I think that was when I first realized: Adrienne Richards was lonely. I had read, in some gossip rag, that their friends all shunned them after what happened. Those magazines can be full of bullshit, but in this case, it was obviously the truth. They had no kids, no family, nobody to stick by them on the basis of shared blood alone. I imagined what that would be like, for someone like her. For the phone to stop ringing, the invitations to stop coming. To have people start whispering when you walked into a room. I studied her social media accounts: they used to look like a nonstop party, but now the photos never had other people in them. Mostly, they were only Adrienne, her face or her nails or her hair; occasionally, there would be a picture of a book or a coffee cup sitting on the same glass-topped table in her apartment. She and Ethan must have spent a lot of nights in there, just the two of them, staring at each other. I think their vacation was more about interrupting the boredom of their mutual exile than anything else. Not that they did anything differently during their month at the lake, but at least there was more space and different scenery to do it in. Sometimes, it seemed like they’d escaped to the lake just to escape from each other. When I visited the house, something I was doing every other day by the end of July, they were almost never together. She’d be on the deck, usually with a self-help book in her lap, always with a glass of wine that she’d refresh to a more photogenic level before asking me to take her picture. He’d be inside, napping, or out on the water in one of the Costco kayaks I’d left for guests to tool around in. Not paddling, just drifting. He’d take the boat a few hundred yards out and just sit there, staring into space, the paddle resting on his lap. I’d wave. He either didn’t see me, or just didn’t wave back. And then sometimes he wouldn’t be there at all. The first time it happened, I saw the big black Mercedes missing and asked where he’d gone.

“He went back to the city,” Adrienne said.

I frowned, not understanding. “Bummer. He couldn’t stay?”

“No, he could. He just didn’t.” She yawned. The sun was getting low and golden, and out on the lake, a loon shrieked. Adrienne didn’t react. She might have been drunk, or more than drunk. Had she already started using by then? I like to think I would’ve known, but she was good at hiding things.

“I’m sorry,” I said.

Another yawn. “Whatever. Hey, Lizzie, take my picture?”

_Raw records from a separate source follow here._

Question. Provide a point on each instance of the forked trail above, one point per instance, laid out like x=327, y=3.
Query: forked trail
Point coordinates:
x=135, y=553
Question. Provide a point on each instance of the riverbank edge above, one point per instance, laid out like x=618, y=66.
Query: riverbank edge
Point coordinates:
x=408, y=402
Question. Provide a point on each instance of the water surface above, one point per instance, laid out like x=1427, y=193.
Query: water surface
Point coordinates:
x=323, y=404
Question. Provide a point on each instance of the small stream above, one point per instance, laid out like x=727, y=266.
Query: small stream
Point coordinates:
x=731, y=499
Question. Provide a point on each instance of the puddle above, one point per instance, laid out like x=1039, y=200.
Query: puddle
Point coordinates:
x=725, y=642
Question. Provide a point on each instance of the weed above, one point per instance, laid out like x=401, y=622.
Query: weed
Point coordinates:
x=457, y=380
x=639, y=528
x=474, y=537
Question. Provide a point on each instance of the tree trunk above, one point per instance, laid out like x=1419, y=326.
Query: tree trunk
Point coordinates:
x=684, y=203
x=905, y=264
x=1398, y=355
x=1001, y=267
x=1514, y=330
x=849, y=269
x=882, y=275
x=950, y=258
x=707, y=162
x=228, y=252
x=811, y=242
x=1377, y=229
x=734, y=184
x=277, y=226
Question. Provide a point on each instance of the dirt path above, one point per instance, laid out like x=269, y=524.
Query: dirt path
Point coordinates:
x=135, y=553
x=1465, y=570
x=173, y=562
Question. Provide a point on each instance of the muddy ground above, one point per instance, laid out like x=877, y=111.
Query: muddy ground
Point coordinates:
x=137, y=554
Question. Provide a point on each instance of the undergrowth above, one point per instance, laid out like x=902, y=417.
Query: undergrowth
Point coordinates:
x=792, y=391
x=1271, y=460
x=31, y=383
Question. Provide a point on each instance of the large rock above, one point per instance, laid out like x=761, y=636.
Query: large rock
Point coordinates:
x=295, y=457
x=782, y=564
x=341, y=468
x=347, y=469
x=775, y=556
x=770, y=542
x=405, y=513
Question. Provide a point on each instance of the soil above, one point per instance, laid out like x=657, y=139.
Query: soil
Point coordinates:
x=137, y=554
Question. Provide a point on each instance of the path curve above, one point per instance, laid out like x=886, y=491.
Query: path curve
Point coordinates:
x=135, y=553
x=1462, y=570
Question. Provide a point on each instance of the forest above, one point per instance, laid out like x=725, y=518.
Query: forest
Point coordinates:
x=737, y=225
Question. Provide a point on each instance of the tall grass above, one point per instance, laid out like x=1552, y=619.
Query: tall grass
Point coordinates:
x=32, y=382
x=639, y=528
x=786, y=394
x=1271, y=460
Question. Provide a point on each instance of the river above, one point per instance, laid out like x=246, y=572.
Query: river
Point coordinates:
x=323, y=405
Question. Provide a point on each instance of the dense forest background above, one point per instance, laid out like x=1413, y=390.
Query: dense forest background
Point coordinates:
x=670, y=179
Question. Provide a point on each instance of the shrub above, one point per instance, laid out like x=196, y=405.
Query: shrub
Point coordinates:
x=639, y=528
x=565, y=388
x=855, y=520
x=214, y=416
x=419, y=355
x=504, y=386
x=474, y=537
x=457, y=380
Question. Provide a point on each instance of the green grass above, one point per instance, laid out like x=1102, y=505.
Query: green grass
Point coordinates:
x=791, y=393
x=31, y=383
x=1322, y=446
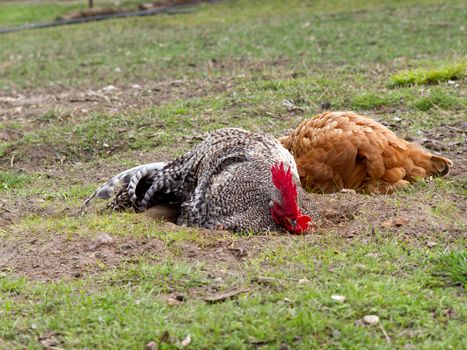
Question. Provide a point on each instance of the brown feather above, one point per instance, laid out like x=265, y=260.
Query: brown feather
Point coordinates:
x=337, y=150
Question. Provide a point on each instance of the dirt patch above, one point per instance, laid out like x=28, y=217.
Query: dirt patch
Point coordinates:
x=38, y=109
x=345, y=216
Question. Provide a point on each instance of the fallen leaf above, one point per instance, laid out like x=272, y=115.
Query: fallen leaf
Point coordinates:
x=397, y=222
x=371, y=319
x=339, y=298
x=186, y=341
x=150, y=346
x=219, y=297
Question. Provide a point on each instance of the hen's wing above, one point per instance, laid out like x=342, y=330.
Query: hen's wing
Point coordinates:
x=345, y=150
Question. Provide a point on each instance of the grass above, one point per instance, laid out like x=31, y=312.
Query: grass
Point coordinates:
x=261, y=66
x=429, y=76
x=453, y=266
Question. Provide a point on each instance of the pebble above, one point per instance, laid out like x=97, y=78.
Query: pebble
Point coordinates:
x=339, y=298
x=371, y=319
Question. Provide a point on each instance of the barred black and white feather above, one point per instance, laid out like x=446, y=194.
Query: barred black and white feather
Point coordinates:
x=223, y=182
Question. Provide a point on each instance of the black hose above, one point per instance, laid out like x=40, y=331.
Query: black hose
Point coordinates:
x=151, y=12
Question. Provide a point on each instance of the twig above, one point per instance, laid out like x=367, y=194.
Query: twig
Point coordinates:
x=386, y=336
x=216, y=298
x=455, y=129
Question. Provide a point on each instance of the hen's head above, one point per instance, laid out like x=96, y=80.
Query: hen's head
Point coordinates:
x=287, y=213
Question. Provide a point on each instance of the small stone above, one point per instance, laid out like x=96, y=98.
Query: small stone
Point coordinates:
x=108, y=88
x=173, y=302
x=336, y=333
x=339, y=298
x=150, y=346
x=102, y=239
x=371, y=319
x=186, y=341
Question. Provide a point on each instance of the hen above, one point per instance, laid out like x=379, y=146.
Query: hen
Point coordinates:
x=337, y=150
x=234, y=180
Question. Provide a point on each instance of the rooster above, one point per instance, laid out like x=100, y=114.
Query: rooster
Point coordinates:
x=337, y=150
x=233, y=180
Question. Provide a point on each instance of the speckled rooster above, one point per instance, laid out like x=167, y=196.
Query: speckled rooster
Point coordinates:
x=233, y=180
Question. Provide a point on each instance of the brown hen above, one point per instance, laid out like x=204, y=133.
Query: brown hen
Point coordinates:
x=337, y=150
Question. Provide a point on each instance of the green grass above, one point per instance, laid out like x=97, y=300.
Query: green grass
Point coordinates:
x=12, y=13
x=11, y=180
x=262, y=66
x=108, y=311
x=453, y=266
x=429, y=76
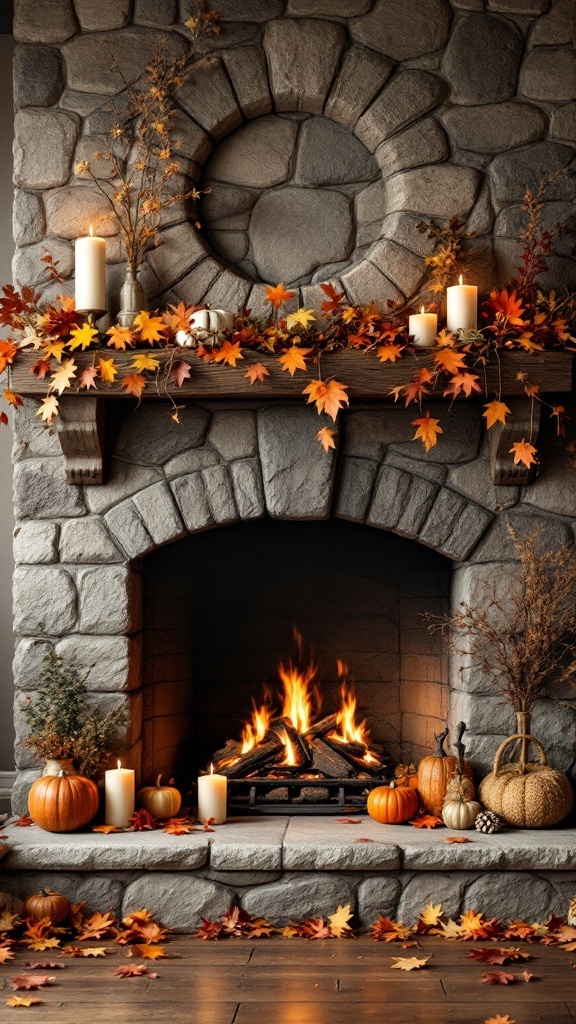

She leaned against the railing, the lake behind her, the wine in her hand, while I used her phone to snap a photo—and then another, and another, since Adrienne was fussy about her angles. I didn’t mind. She was beautiful, and later, in the privacy of my bathroom, I would practice tilting my head and pursing my lips the way she did, and imagine being that beautiful, too. That poised, that “blessed,” the word she always used to describe herself and the life she lived. And when I thought about Ethan, it was only to wonder why a man who was married to a woman like that wouldn’t take every chance, every available opportunity, to be with her.